Sharon Wrobel est journaliste spécialisée dans les technologies pour le Times of Israel.
L’allocation de milliards de shekels de fonds de coalition qui serviront principalement à accroître le soutien aux institutions et aux programmes ultra-orthodoxes menace de transformer Israël en un pays du tiers-monde, a averti dimanche un groupe de 280 experts en économie.
Dans une lettre signée par des économistes de haut niveau, le groupe a exhorté le gouvernement à « revenir à la raison » et à reconsidérer l’allocation de fonds discrétionnaires d’une valeur d’au moins 13,7 milliards de shekels qui ont été promis pour répondre aux engagements de la coalition. Les fonds discrétionnaires font partie du budget de l’État 2023-24 qui sera soumis au vote cette semaine, et qui doit être approuvé avant le 29 mai pour éviter de déclencher de nouvelles élections législatives.
« Nous, experts dans les domaines de l’économie et de la gestion (…) avertissons que le transfert de fonds qui font partie des accords de coalition reflétés dans le prochain budget devrait causer des dommages importants, et à long-terme à l’économie d’Israël et à son avenir en tant que pays prospère », ont écrit les économistes. « L’allocation des fonds de la coalition est actuellement accordée pour des considérations politiques à court-terme, mais elle transformera Israël à long-terme d’un pays développé et prospère en un pays en régression dans lequel une grande partie de la population n’a pas les compétences de base pour vivre dans le XXIe siècle. »
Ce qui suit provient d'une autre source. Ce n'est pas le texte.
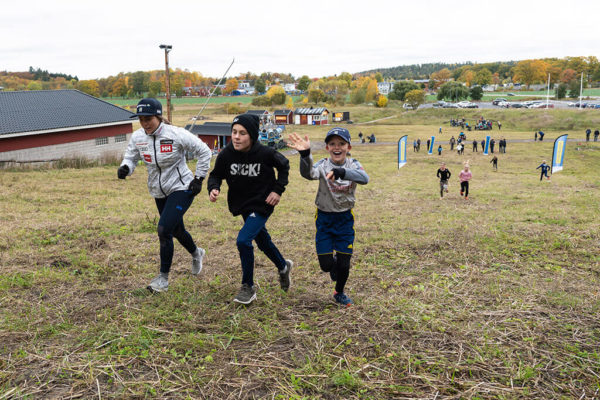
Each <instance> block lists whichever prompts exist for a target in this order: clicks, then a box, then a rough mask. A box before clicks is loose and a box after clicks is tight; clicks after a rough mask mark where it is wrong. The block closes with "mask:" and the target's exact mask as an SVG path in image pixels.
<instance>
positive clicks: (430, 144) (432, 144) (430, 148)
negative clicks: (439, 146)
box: [427, 136, 435, 154]
mask: <svg viewBox="0 0 600 400" xmlns="http://www.w3.org/2000/svg"><path fill="white" fill-rule="evenodd" d="M434 142H435V136H432V137H431V142H430V143H429V148H428V149H427V154H433V143H434Z"/></svg>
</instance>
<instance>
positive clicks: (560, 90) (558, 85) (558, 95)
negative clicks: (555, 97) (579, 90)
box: [555, 83, 569, 99]
mask: <svg viewBox="0 0 600 400" xmlns="http://www.w3.org/2000/svg"><path fill="white" fill-rule="evenodd" d="M568 88H569V86H568V85H567V84H566V83H560V84H559V85H558V86H556V90H555V92H556V98H557V99H564V98H565V97H567V89H568Z"/></svg>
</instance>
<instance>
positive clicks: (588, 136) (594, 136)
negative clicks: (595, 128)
mask: <svg viewBox="0 0 600 400" xmlns="http://www.w3.org/2000/svg"><path fill="white" fill-rule="evenodd" d="M591 134H592V130H591V129H590V128H587V129H586V130H585V141H586V142H589V141H590V135H591ZM598 136H600V130H598V129H596V130H595V131H594V142H597V141H598Z"/></svg>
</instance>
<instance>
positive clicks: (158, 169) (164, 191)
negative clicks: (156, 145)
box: [152, 135, 167, 197]
mask: <svg viewBox="0 0 600 400" xmlns="http://www.w3.org/2000/svg"><path fill="white" fill-rule="evenodd" d="M152 148H154V162H156V168H157V169H158V187H159V188H160V191H161V192H162V193H163V194H164V195H165V197H167V194H166V193H165V191H164V190H162V184H161V183H160V178H161V176H162V171H161V169H160V165H158V157H157V156H156V136H154V135H152Z"/></svg>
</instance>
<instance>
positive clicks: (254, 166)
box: [229, 163, 260, 177]
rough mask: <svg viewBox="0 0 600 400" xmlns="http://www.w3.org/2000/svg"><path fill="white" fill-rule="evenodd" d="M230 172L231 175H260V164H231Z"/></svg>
mask: <svg viewBox="0 0 600 400" xmlns="http://www.w3.org/2000/svg"><path fill="white" fill-rule="evenodd" d="M229 173H230V174H231V175H241V176H250V177H254V176H258V175H260V164H258V163H256V164H231V167H230V168H229Z"/></svg>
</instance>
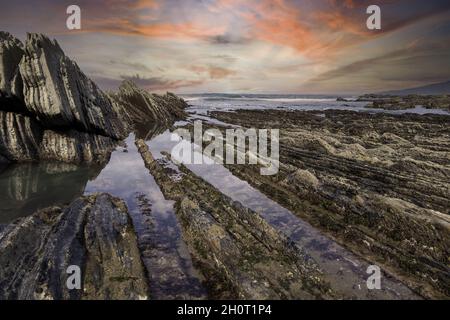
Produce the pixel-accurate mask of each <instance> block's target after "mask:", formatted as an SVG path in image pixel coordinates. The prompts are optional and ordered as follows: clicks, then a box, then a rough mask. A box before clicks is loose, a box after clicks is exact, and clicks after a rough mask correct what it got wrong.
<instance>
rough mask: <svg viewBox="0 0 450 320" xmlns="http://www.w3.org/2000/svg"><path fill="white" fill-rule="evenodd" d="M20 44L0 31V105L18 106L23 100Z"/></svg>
mask: <svg viewBox="0 0 450 320" xmlns="http://www.w3.org/2000/svg"><path fill="white" fill-rule="evenodd" d="M23 52H24V51H23V45H22V43H21V42H20V41H19V40H18V39H16V38H14V37H13V36H11V35H10V34H9V33H7V32H3V31H0V104H4V103H5V102H6V101H8V102H9V103H8V105H10V106H16V107H17V105H20V101H22V100H23V93H22V89H23V88H22V78H21V76H20V74H19V62H20V60H21V59H22V56H23Z"/></svg>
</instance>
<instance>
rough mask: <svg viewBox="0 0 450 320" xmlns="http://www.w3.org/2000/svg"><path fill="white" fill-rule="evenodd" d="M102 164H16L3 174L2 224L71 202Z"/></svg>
mask: <svg viewBox="0 0 450 320" xmlns="http://www.w3.org/2000/svg"><path fill="white" fill-rule="evenodd" d="M101 169H102V168H101V167H99V166H76V165H71V164H65V163H52V162H49V163H23V164H13V165H10V166H8V167H6V168H4V171H3V172H1V175H0V190H1V192H0V203H1V207H0V224H4V223H9V222H11V221H13V220H15V219H17V218H20V217H25V216H27V215H30V214H32V213H33V212H35V211H36V210H38V209H43V208H46V207H49V206H54V205H63V204H68V203H70V202H71V201H73V200H74V199H75V198H77V197H79V196H81V195H82V194H83V192H84V188H85V186H86V184H87V182H88V181H89V180H90V179H93V178H95V177H96V176H97V175H98V174H99V173H100V171H101Z"/></svg>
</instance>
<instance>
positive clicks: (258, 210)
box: [147, 131, 410, 297]
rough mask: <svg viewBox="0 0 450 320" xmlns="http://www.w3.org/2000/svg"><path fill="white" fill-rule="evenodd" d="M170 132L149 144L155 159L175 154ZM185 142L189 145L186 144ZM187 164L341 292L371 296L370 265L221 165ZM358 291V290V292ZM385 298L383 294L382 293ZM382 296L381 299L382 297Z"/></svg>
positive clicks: (158, 138)
mask: <svg viewBox="0 0 450 320" xmlns="http://www.w3.org/2000/svg"><path fill="white" fill-rule="evenodd" d="M171 136H172V134H171V133H170V131H166V132H164V133H163V134H161V135H159V136H157V137H155V138H154V139H152V140H151V141H147V145H148V146H149V148H150V151H151V152H152V155H153V156H154V157H155V158H161V157H163V155H162V154H161V153H162V152H163V151H165V152H167V153H169V154H170V153H171V150H172V148H173V147H174V146H175V145H176V144H177V143H178V142H177V141H171V140H172V137H171ZM184 143H187V142H186V141H184ZM211 162H212V161H211V160H209V161H208V163H209V164H195V165H191V164H185V166H186V167H187V168H188V169H189V170H191V171H192V172H193V173H194V174H196V175H197V176H199V177H201V178H203V179H204V180H205V181H207V182H209V183H210V184H211V185H213V186H214V187H215V188H217V189H218V190H220V191H221V192H222V193H223V194H225V195H227V196H229V197H230V198H232V199H233V200H234V201H238V202H240V203H241V204H243V205H244V206H245V207H247V208H249V209H252V210H253V211H255V212H258V213H259V214H261V216H262V217H263V218H264V219H265V220H266V221H267V222H269V224H271V225H272V226H273V227H275V228H276V229H277V230H280V231H281V232H282V233H284V234H285V235H287V236H288V237H289V238H290V240H292V241H293V242H294V243H296V244H297V245H298V246H299V247H300V248H305V249H306V252H307V254H308V255H309V256H310V257H312V258H313V259H314V261H316V262H317V263H318V265H319V266H320V267H321V269H322V270H323V271H324V272H325V274H326V275H327V279H328V280H329V281H332V282H333V283H334V285H336V286H337V287H338V288H339V289H340V290H343V292H346V293H348V294H351V295H356V296H358V295H361V296H363V297H367V296H366V294H369V296H370V294H374V297H375V296H376V295H377V294H378V293H368V291H367V290H366V289H365V288H366V276H367V274H366V269H367V266H368V264H367V263H366V262H364V261H361V260H360V259H359V258H357V257H356V256H355V255H353V254H352V253H351V252H349V251H347V250H346V249H344V248H343V247H341V246H340V245H338V244H337V243H335V242H334V241H332V240H330V239H329V238H327V237H325V236H323V235H322V234H321V232H320V231H318V230H317V229H315V228H314V227H312V226H311V225H310V224H309V223H307V222H305V221H303V220H302V219H299V218H298V217H297V216H295V215H294V214H292V213H291V212H290V211H289V210H287V209H285V208H284V207H282V206H281V205H279V204H278V203H276V202H275V201H273V200H271V199H269V198H268V197H267V196H266V195H264V194H263V193H261V192H260V191H258V190H256V189H254V188H253V187H252V186H250V185H249V184H248V183H247V182H245V181H243V180H241V179H239V178H237V177H236V176H234V175H233V174H232V173H231V172H230V171H229V170H228V169H227V168H225V167H224V166H222V165H220V164H210V163H211ZM355 288H357V289H356V290H355ZM384 288H385V290H387V291H392V292H402V293H403V294H405V295H407V296H408V295H409V294H410V291H409V289H407V288H405V287H403V286H402V285H398V284H397V283H394V282H391V281H388V280H385V283H384ZM380 294H381V296H383V293H380ZM381 296H380V297H381Z"/></svg>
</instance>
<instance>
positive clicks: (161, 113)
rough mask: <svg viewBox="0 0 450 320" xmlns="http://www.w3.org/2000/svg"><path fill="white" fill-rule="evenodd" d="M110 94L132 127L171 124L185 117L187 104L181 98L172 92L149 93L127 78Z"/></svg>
mask: <svg viewBox="0 0 450 320" xmlns="http://www.w3.org/2000/svg"><path fill="white" fill-rule="evenodd" d="M111 96H112V98H113V99H114V100H115V101H117V103H118V104H119V105H120V106H121V108H122V110H123V112H122V113H123V117H124V119H125V120H126V121H128V122H129V123H130V125H131V126H133V127H134V128H140V127H143V126H145V127H148V126H150V127H151V126H154V125H155V124H158V125H159V126H163V125H166V126H167V125H172V124H173V122H174V121H175V120H179V119H184V118H185V117H186V112H185V111H184V109H185V108H186V107H187V104H186V102H185V101H184V100H183V99H181V98H179V97H177V96H176V95H174V94H172V93H167V94H165V95H158V94H152V93H149V92H148V91H146V90H143V89H140V88H139V87H138V86H136V84H134V83H133V82H131V81H128V80H126V81H124V82H123V83H122V84H121V86H120V88H119V91H118V92H117V93H113V94H111ZM138 133H139V130H138Z"/></svg>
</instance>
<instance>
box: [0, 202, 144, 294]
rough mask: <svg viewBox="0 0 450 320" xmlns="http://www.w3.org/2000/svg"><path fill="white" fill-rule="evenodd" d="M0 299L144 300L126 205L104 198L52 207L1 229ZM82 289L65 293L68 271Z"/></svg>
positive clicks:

Les économistes ont cité l’augmentation « sans précédent » des fonds alloués aux établissements scolaires ultra-orthodoxes non officiels, qui ne sont pas soumis au contrôle du ministère de l’Éducation et n’enseignent pas les matières fondamentales telles que les mathématiques, les sciences ou l’anglais. Ils s’inquiètent également du coup de pouce financier accordé aux étudiants de yeshiva et de la distribution prévue de bons alimentaires, par des canaux extérieurs au système normal de protection sociale, sans condition d’emploi.
La somme d’argent connue sous le nom de « fonds de coalition » a été distribuée ces dernières années à partir du budget de l’État pour répondre aux demandes des partis et est devenue une condition de leur soutien pour l’adoption du budget. Ces derniers mois, le Likud, le parti du Premier ministre Benjamin Netanyahu a fait de généreuses promesses pour s’assurer le soutien de ses partenaires de coalition ultra-orthodoxes et d’extrême-droite.
Sur les 13,7 milliards de shekels de fonds de la coalition, environ 3,7 milliards de shekels seront consacrés à l’augmentation du budget des allocations versées aux étudiants en yeshiva. Un autre montant de 1,2 milliard de shekels est prévu pour les établissements d’enseignement privés non supervisés, qui n’enseignent pas non plus les matières principales. Environ 1 milliard de shekels est destiné à financer le programme de bons alimentaires mis en place par le chef du Shas, Aryeh Deri.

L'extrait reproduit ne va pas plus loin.